As it stands, approximately 70% of our turnover as a group is in e-commerce. In terms of P2P alone, around 90% of the company’s business is in e-commerce. It also has its Trak Pak product, which has been designed for online retailers sending international packets of up to roughly 2kg (4.5 lb). It has all the benefits of a courier service, in terms of door-to-door tracking and an audit trail, but is available at two-thirds of the price.

The trade off, however, is that it takes three to five days to arrive. It’s good for customers who want to know where their package is, but don’t necessarily want to pay courier rates to have that.

So the timing of the acquisition was purely down to strategy. We obtained CMS in March 2015 and wanted to give some time to show that the combined business model with Secured Mail could work. We then set our sights on obtaining an international e-commerce delivery firm and it has taken more than a year to go through the acquisition process.

How will the two businesses be incorporated?
One thing we are trying to avoid with the Delivery Group is to bind all of the companies together. We’ve got each of them because they have a specialism, they face a particular set of customers and offer a particular sort of service that those customers want.

What we didn’t want to do was smash them together with a single brand and destroy some of the value of the company. So they stand alone with their own management team, their own brand, their own customers and their own services.
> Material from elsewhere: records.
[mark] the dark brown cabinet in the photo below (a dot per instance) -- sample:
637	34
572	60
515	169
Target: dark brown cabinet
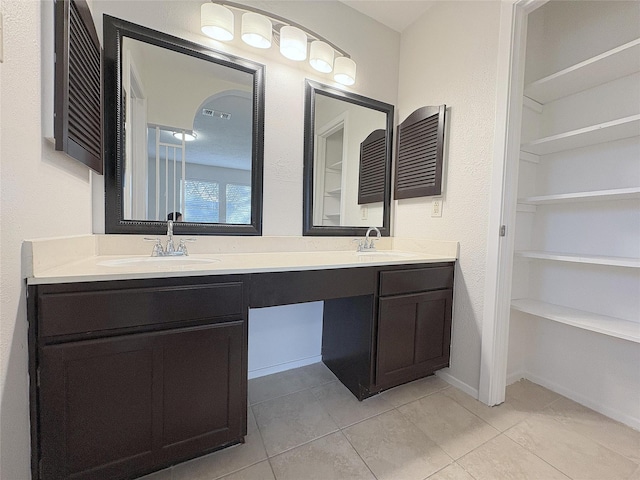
124	403
414	333
131	376
414	324
399	332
We will now encourage all three businesses to work closely together to share best practice, information and offer a broader range of services to each other’s customers, and accelerate the growth faster than they could do by themselves.

What does it mean for existing Delivery Group operations?
We expect there to be more growth so this could mean expanding our depot in Warrington as it’s already very busy. But in terms of P2P operations, there won’t be any difference except more business and growth.

Will the branding change?
In the past we’ve seen big companies come along and purchase smaller companies and obliterate their brand and the management team, and in the end the company they have has no resemblance to the one they acquired. So we’re quite clear that we want to keep those three public facing brands alive. They’ll all be part of The Delivery Group and the website will carry The Deliver Group logo as well as their own, but they will remain independent.

How do you plan to move the P2P business forward?
We noted that P2P outsourced all of its transport operations and only had a couple of vehicles for local collections, the rest was outsourced across the country. Within The Delivery Group, we have more than 100 vehicles being used everyday in the UK, so potentially we could take on some of the company’s collections and keep it within the group.

We’ve already identified some of P2P’s customers that would benefit from this in terms of later pick up times, audit trails and tracking services. It won’t be a wholesale change but we will look at one client at a time.

What will the next stage be?
The key will be getting the three companies to work together harmoniously and to demonstrate that working together grows each business quicker than on their own. We don’t have another acquisition planned for the near future, although we do have potential acquisitions in our sights, so the next stage is really about showing that the companies can achieve more together than apart. On a separate note, we are also looking at maybe incorporating click-and-collect services, not through our own lockers but in terms of having access to them, probably by partnering with some form of supplier.

Any potential challenges ahead?
The real challenges are the market challenges. This includes having the operations to be able to cope with growth; dealing with market exchange rates, which can work for and against you – the upside being that exports increase and therefore the UK customers are spending more abroad, the downside is you have to buy euros and dollars, and pay in euros and dollars to your suppliers.

However, because P2P is already so well managed, we don’t have the classic problems often experienced by parent companies during an acquisition.